Around this time of year, I can’t be the only one who is starting to take a pause after the rush that is the final tired months of the year. It’s almost like the first six are all fresh and hopeful, with the new numbers somewhat of a novelty to write and new years resolutions still a point of interest.
And then mid-July makes things start to go faster and faster, like time suddenly won’t allow for you to smell the flowers.
And then we blink and we’re exhausted- it’s September. Then December again, and we get a small pause before the year is out to just, think.
Think about how big and momentous and exhausting this year has been. How 2020 has been unlike any other of its kind. How bitter-sweet it tastes, having almost passed yet still lingering. Still alive in a way. 2020 is Trump, trying to stay present and or president.
Then comes Christmas, Christmas parties and New Years Eve plans and….
It starts all over again.
Here we are, waking up in a new year with all these new things on the agenda.
I can’t help but wonder if we didn’t keep track of the days, dates and time that life would feel less real. More long and never-ending. I wonder if people would feel better or worst?
Sometimes I crave that kind of simplicity, despite never having met it.
I guess being a kid is as close as you can get to touching that boat. Where your parents create this safe, scheduled construct of the world. Where everything is free and you never have to worry.
Thinking back to high school and the exhausting exercise that was, I do feel this fear of not having plans or people who want me around them for the New Years. And a similar anxiety hangs around birthdays too. An ugly reminder that I don’t practise what I preach. That I care what others think of me and probably always will.
And I hate that. I want to find where that one wire is and rip it from the root. But I fear its too deeply ingrained. Too fine to pin-point.
I have friends, probaly more than I started the year with. And to be honest, 2020 was quite epic but also awful in patches.
My first full year with Loui, my pooch.
I moved into my first flat that felt like a home.
I made two new great friends.
My fitness is was pretty solid.
I got closer to my cousin Bron.
I dumped two guys this year- not by ghosting! But by being an adult.

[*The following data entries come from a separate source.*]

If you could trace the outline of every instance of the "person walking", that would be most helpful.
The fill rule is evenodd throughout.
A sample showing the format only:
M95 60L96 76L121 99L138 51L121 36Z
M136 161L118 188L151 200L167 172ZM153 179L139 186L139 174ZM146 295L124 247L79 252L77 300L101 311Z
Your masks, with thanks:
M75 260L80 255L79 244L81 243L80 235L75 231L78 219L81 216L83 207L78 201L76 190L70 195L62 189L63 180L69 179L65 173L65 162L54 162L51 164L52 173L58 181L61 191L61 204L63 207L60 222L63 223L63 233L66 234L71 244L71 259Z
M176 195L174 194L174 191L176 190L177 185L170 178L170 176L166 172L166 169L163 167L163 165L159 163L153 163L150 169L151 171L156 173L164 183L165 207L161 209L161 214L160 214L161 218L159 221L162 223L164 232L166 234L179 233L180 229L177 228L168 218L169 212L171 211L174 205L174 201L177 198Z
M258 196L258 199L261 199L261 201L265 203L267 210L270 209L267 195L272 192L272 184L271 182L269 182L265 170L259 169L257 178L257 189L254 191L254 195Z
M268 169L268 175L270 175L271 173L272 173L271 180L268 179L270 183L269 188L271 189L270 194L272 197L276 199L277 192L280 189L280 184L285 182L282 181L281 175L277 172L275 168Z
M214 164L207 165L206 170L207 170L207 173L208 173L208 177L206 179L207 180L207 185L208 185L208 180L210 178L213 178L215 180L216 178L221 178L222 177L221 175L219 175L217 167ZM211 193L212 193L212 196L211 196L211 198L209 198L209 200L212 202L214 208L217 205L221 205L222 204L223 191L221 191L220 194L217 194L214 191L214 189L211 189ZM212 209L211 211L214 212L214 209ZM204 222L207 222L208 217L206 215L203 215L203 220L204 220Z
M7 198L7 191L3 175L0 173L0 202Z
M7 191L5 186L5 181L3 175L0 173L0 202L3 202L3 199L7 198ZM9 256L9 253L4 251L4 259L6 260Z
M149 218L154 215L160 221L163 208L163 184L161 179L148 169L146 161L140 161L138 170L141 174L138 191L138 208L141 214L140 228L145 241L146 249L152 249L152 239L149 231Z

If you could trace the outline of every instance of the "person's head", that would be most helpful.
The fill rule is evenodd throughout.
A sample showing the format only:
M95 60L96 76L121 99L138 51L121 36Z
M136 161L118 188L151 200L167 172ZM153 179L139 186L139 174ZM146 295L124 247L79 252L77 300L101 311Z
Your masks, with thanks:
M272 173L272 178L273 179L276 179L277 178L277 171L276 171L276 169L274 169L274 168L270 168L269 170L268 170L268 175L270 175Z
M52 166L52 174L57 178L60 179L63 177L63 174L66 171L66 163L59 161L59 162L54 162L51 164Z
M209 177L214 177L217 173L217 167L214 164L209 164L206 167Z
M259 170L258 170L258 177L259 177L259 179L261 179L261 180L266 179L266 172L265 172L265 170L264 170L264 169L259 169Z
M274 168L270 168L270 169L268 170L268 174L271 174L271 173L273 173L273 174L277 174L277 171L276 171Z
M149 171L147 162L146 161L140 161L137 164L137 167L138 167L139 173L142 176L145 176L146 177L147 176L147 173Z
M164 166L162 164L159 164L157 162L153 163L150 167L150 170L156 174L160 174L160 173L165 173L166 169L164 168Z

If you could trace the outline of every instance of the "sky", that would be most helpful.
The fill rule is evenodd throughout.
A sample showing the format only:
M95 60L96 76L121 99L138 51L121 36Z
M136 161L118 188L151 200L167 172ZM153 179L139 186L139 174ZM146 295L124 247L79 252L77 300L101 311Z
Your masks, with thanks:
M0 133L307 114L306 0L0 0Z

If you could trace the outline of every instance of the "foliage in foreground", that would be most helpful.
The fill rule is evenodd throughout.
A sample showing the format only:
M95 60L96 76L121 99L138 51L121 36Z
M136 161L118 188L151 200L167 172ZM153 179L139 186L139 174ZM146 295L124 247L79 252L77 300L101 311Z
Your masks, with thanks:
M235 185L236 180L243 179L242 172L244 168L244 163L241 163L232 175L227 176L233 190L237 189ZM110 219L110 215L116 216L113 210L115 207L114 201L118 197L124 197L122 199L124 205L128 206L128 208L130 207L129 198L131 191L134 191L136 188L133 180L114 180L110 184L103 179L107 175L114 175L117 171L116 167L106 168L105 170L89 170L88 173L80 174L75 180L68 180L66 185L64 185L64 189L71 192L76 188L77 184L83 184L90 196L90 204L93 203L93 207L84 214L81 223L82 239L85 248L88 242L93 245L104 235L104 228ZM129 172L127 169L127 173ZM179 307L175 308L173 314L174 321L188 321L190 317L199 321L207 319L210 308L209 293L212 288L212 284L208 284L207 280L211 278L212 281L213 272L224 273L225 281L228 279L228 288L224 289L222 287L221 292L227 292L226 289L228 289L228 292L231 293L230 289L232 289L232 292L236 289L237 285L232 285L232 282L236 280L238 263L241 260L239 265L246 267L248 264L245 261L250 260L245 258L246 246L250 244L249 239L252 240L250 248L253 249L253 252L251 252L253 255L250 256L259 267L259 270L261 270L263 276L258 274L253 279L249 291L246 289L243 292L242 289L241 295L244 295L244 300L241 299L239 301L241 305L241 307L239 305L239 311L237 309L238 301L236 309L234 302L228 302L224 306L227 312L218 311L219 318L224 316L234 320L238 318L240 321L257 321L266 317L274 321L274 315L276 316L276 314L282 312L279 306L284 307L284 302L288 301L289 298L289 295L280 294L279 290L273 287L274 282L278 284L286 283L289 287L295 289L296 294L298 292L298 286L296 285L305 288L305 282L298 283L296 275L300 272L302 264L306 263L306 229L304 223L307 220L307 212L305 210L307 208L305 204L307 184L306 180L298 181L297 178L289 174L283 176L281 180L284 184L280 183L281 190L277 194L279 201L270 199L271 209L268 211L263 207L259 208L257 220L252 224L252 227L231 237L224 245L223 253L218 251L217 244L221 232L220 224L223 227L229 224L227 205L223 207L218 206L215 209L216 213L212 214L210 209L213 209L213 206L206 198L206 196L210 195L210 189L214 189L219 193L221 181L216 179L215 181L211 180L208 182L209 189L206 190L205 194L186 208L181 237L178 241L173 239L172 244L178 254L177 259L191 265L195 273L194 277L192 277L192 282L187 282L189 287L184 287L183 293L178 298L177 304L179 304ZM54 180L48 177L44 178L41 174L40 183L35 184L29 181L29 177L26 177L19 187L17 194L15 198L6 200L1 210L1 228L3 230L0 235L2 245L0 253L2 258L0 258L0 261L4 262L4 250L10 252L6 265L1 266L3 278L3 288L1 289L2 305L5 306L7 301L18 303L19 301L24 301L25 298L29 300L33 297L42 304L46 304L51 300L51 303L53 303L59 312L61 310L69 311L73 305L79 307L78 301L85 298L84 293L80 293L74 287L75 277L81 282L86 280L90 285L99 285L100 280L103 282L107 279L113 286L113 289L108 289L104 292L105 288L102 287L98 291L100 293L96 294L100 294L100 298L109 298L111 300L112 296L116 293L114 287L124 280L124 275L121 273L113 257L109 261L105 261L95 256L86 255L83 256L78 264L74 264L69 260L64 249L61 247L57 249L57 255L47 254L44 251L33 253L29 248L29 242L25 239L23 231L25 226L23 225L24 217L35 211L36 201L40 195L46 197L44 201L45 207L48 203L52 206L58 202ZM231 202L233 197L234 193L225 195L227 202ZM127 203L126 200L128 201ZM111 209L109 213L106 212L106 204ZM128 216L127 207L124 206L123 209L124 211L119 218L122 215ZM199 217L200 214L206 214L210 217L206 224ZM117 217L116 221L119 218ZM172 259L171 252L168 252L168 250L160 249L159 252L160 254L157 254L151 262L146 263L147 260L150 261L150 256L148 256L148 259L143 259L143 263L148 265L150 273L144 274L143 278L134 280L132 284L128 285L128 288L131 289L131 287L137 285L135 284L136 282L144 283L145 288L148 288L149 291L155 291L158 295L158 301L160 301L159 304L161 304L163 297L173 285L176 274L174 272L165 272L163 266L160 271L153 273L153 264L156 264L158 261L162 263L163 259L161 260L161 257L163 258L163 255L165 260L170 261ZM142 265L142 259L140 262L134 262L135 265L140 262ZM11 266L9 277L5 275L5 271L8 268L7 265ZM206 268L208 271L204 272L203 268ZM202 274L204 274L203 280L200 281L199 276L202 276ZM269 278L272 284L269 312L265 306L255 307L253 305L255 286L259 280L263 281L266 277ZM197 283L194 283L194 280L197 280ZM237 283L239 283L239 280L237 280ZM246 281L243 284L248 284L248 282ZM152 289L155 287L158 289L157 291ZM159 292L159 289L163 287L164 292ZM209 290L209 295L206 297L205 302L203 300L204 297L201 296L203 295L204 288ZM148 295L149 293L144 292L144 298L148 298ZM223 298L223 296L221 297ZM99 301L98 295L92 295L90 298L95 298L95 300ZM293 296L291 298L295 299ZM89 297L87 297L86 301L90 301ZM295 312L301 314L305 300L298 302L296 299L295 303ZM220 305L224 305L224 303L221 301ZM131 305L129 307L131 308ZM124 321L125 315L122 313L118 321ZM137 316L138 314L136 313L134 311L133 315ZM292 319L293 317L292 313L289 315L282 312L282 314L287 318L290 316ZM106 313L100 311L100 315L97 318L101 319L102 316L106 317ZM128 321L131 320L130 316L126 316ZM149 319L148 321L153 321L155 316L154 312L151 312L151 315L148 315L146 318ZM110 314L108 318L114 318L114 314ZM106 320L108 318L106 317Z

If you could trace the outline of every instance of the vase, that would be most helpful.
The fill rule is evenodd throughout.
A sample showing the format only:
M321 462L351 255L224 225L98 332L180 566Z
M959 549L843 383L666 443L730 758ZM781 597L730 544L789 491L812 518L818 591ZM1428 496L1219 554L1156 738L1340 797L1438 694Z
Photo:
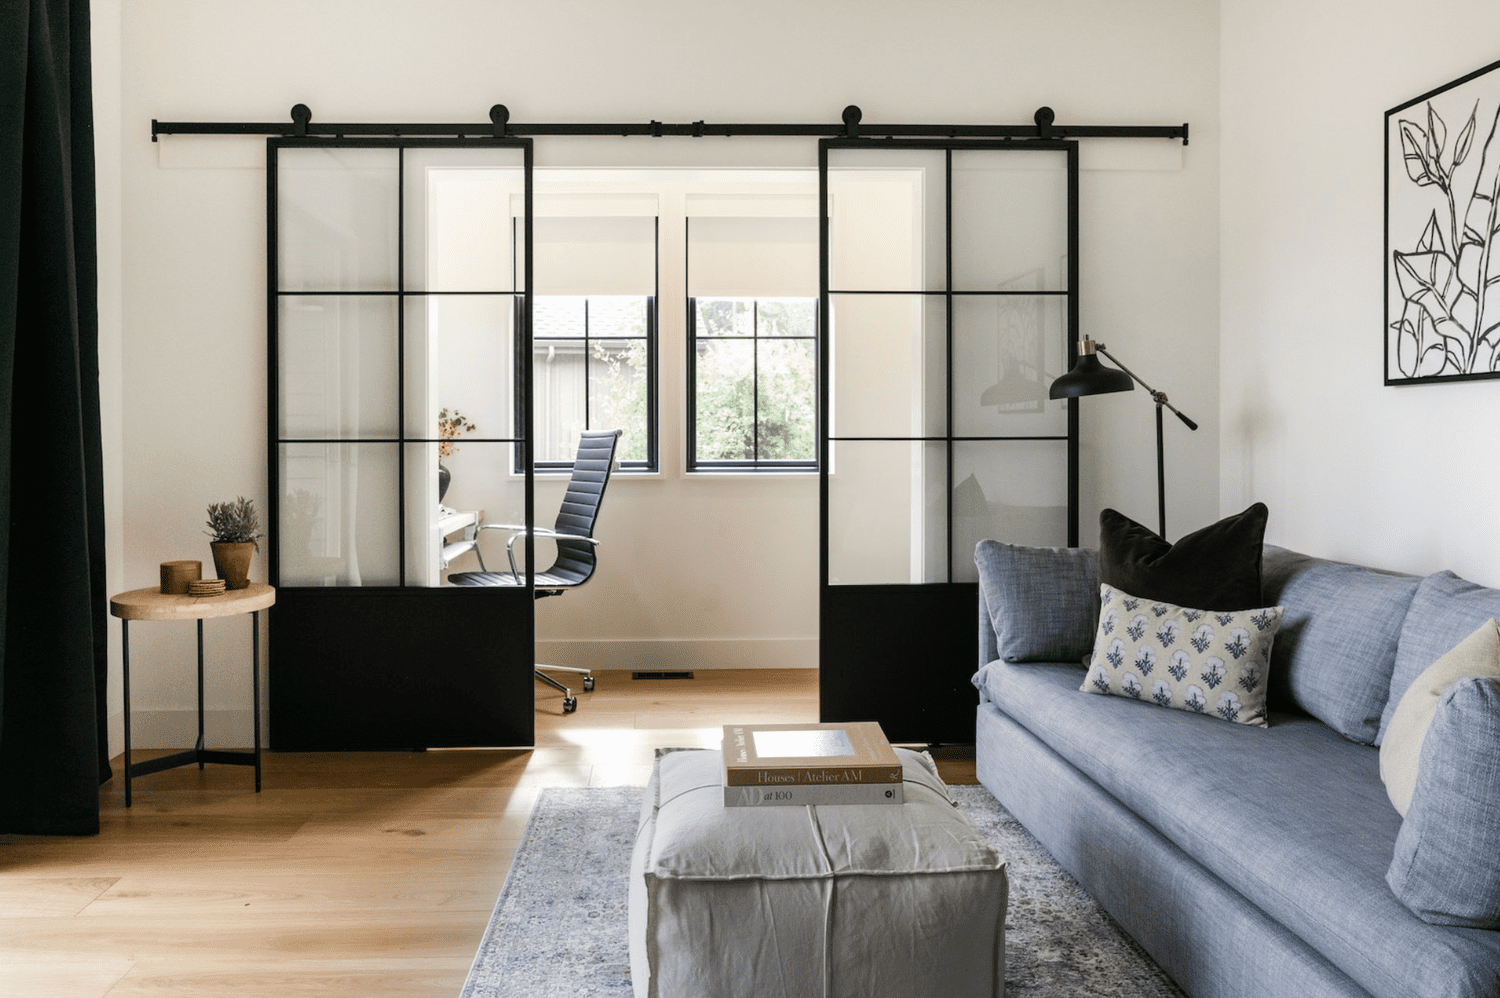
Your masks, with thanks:
M250 559L255 554L254 541L211 541L214 573L224 580L227 589L244 589L250 585Z
M443 496L445 496L445 495L448 494L448 483L450 481L452 481L452 479L453 479L453 476L451 474L449 474L448 469L445 468L445 467L443 467L443 462L439 461L438 462L438 502L442 502L443 501Z

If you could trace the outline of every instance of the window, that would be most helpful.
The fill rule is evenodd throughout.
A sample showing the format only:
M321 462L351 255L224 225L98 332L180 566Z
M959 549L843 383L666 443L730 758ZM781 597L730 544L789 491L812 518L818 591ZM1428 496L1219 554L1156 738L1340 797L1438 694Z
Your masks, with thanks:
M539 470L571 467L581 431L614 428L625 431L620 466L655 470L655 320L656 300L650 295L533 298L530 355ZM516 356L526 354L518 347Z
M688 302L689 468L815 470L816 298Z
M658 199L574 191L537 206L531 342L518 333L513 358L517 376L531 364L534 465L568 471L579 433L619 429L621 467L655 471Z

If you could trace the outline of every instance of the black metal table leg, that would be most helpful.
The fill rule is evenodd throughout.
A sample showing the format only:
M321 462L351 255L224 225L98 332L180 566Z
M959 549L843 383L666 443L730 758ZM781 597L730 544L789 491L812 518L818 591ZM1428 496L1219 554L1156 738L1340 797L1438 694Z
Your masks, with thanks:
M130 621L120 621L120 665L125 701L125 806L130 806Z
M260 611L250 614L250 696L255 704L250 723L255 726L255 792L260 793Z
M203 618L198 618L198 741L193 746L198 753L198 772L203 772Z

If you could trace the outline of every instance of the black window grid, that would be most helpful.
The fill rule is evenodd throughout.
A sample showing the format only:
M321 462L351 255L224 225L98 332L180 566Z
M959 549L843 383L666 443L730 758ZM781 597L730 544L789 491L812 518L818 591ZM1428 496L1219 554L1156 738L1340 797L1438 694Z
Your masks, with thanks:
M737 300L748 300L751 302L751 332L748 336L699 336L698 335L698 296L689 296L687 300L687 443L688 443L688 471L805 471L815 472L819 463L819 438L820 433L817 425L818 419L818 385L821 381L819 372L819 341L822 335L822 309L818 299L806 297L805 300L813 306L813 332L810 336L779 336L762 335L760 332L760 306L764 301L786 301L804 300L801 295L704 295L703 299L735 298ZM698 348L703 343L740 341L752 344L754 353L752 361L752 385L751 399L754 407L752 415L752 426L754 427L754 443L752 450L753 458L739 460L711 460L698 457ZM760 345L768 342L798 342L810 343L812 345L812 385L813 398L811 417L813 425L809 432L812 435L813 456L807 460L774 460L763 458L761 453L761 420L760 420Z
M521 219L513 219L514 239L517 246L524 247L524 264L515 263L513 256L510 290L493 291L434 291L429 288L414 290L407 287L406 281L406 154L410 149L458 149L458 148L515 148L522 151L522 169L525 174L525 215ZM279 204L279 152L282 149L296 148L366 148L366 149L390 149L395 152L396 162L396 279L395 287L389 289L309 289L309 288L283 288L280 283L281 262L279 259L280 226L278 224ZM407 432L406 422L406 308L405 303L409 299L442 297L442 296L464 296L482 295L494 297L508 297L515 309L516 328L519 335L529 335L529 325L523 321L527 318L527 301L531 295L532 268L531 248L532 227L532 164L533 152L530 139L496 137L469 141L455 142L452 139L428 138L428 137L348 137L337 135L332 138L317 138L304 140L301 138L268 138L266 140L266 325L267 325L267 357L266 357L266 428L267 439L270 446L267 448L267 478L270 484L270 494L267 502L268 523L268 550L266 560L269 566L269 577L274 586L284 585L281 579L281 551L280 535L281 524L281 454L285 447L304 445L324 445L340 447L366 447L366 446L394 446L396 464L396 506L400 515L396 517L396 583L394 588L426 590L429 587L415 586L409 579L407 566L407 517L408 505L406 487L406 464L407 445L409 444L441 444L442 438L427 437ZM294 297L352 297L352 298L389 298L397 303L396 307L396 427L394 436L294 436L281 432L281 392L280 363L278 355L280 352L280 322L279 301L282 298ZM518 454L529 453L531 448L531 373L530 370L517 372L515 381L515 395L517 408L522 413L522 418L515 422L515 428L510 436L470 436L465 438L466 443L484 444L508 444ZM524 517L529 524L535 516L535 498L533 489L532 473L525 473L525 513ZM535 545L530 534L526 537L524 545L525 572L528 580L535 572ZM323 587L315 587L323 588ZM360 586L357 588L370 589L379 587ZM436 592L437 589L432 589Z
M545 295L538 295L537 297L538 298L545 298L547 296L545 296ZM657 349L656 349L656 343L657 343L657 332L656 332L656 327L657 327L657 323L656 323L656 296L654 294L653 295L643 295L642 296L643 298L645 298L645 303L646 303L646 331L645 331L645 335L644 336L615 336L615 335L595 336L595 335L593 335L593 333L592 333L592 324L590 322L590 314L589 314L590 296L588 296L588 295L575 295L575 296L570 296L570 297L579 297L579 298L583 298L583 300L584 300L584 302L583 302L583 316L584 316L584 318L583 318L583 335L582 336L578 336L578 337L571 337L571 336L570 337L554 337L554 336L538 337L536 335L535 331L533 331L533 333L531 335L531 342L528 343L526 341L526 334L523 331L525 328L528 328L528 327L526 327L523 323L521 323L519 321L519 317L518 317L518 320L515 323L516 343L515 343L515 350L514 350L515 363L516 363L516 374L519 377L519 375L521 373L521 368L522 367L529 367L530 365L532 365L532 364L535 363L535 351L536 351L537 340L539 340L539 339L546 339L546 340L567 339L567 340L570 340L570 341L578 343L580 345L580 347L582 348L582 350L583 350L583 359L584 359L584 365L583 365L583 377L584 377L584 390L583 390L583 426L584 426L584 429L587 429L587 430L613 429L613 427L595 426L594 422L593 422L593 411L592 411L593 393L589 390L590 379L593 377L593 375L591 373L592 372L592 368L591 368L591 366L589 364L589 359L592 357L593 345L595 343L632 343L632 342L644 341L645 344L646 344L646 458L645 458L645 460L641 460L639 458L634 459L634 460L624 460L624 459L622 459L619 462L619 467L620 467L621 471L635 471L635 472L646 472L646 473L654 472L654 471L657 470L657 453L658 453L658 449L657 449L657 436L658 436L658 434L657 434L657 401L656 401L657 400L657 387L656 387L657 386L657 362L656 362L656 358L657 358ZM606 296L600 295L600 296L594 296L594 297L606 297ZM608 296L608 297L619 297L619 296ZM519 307L519 303L518 303L518 307ZM533 391L533 395L535 395L535 394L538 394L538 393L534 390ZM517 400L517 403L518 404L517 404L517 407L516 407L516 423L517 423L517 425L519 425L520 422L522 421L522 418L523 418L524 414L520 411L519 399ZM543 400L541 400L541 399L538 399L537 400L537 404L541 405L541 404L545 404L545 402ZM572 469L573 469L573 462L570 461L570 460L569 461L560 461L560 460L543 461L543 460L537 460L536 462L534 462L533 466L535 467L535 469L537 471L540 471L540 472L543 472L543 473L559 473L559 472L572 471ZM524 469L521 467L521 458L520 458L520 455L517 454L516 455L516 461L515 461L515 471L516 471L517 474L520 474L523 470Z

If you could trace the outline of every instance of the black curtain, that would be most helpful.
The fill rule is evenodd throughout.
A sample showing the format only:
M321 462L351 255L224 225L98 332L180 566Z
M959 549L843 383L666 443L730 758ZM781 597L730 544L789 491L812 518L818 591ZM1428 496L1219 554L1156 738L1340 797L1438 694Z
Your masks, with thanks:
M0 0L0 832L109 778L88 0Z

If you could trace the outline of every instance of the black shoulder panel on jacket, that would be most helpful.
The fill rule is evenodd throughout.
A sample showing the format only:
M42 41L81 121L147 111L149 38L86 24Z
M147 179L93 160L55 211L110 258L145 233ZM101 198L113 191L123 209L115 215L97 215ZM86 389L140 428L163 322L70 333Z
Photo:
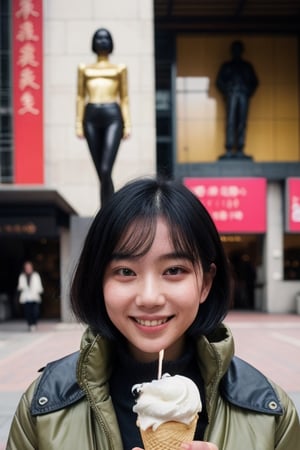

My first year on medication and uni not being its usual painful activity.
My first year I dated and enjoyed myself.
My first year of more sex than the past 3 years combined.
My first internship in fashion.
My first girls share house.
My first time booking tickets to japan and for another person too.
My first birthday party in a few years.
It was also kind of bad, in that dad and I fell off a ladder and almost died.
I broke a mirror.
Dad went to jail.
COVID made people lose their jobs.
A friend contemplated suicide.
My first year without my best-friend M.
Mum and I stopped speaking.
I had a panick attack at the gym.
Lots of people lost their jobs.
So it was up and then down and then up again.
But I guess I wanted to tackle my fears, head-on.
Being alone and not caring what I or others thought, on the one day a year you can’t not.
It was the ultimate test. I could do whatever I wanted.
I could.. go to the water if I felt like it. I could sit on the roof and contemplate life.
Or I could write and write and write…
Why did one night out of 365 make for feeling 10000x more lonely than we actually are, just by spending it alone?
Part of me wanted to lean in and embrace it, being alone when everyone is with someone.
Real growth, not being afraid of something you have feared.
I figure if you live say 70 -95 years, by default you would have to have atleast 15-20+ not great New Years Eves. Last one wasn’t my fav. The one before I passed out on the floor of a bar in Prague and woke up not remembering where I was.
I think New Years and birthdays are there to prove that capitalism is alive and well and that you aren’t a kid anymore. And not everything turns out how you hoped it would.
Because nothing is perfect. You may be an adult now and have more control over your life but not everything and everyone will behave the way you hope, or treat you the way you’d like. Or even the way you treat them.
Humanity is inherently selfish and friends come and go. But some stay, and some are worth the wait. You just never know who until you try.
I guess there is a beauty and excitement in not knowing.
What your next New Years will look like or who your next friend will be. What will unfold differently the following year or who you will meet, that you didn’t know existed.
Life is a big bowl of jellybeans. And you blindly pick the next to stick inside your mouth.
And only until you have tasted them, do you realise what flavour they are. And then the choice is yours, whether you like them or spit them out.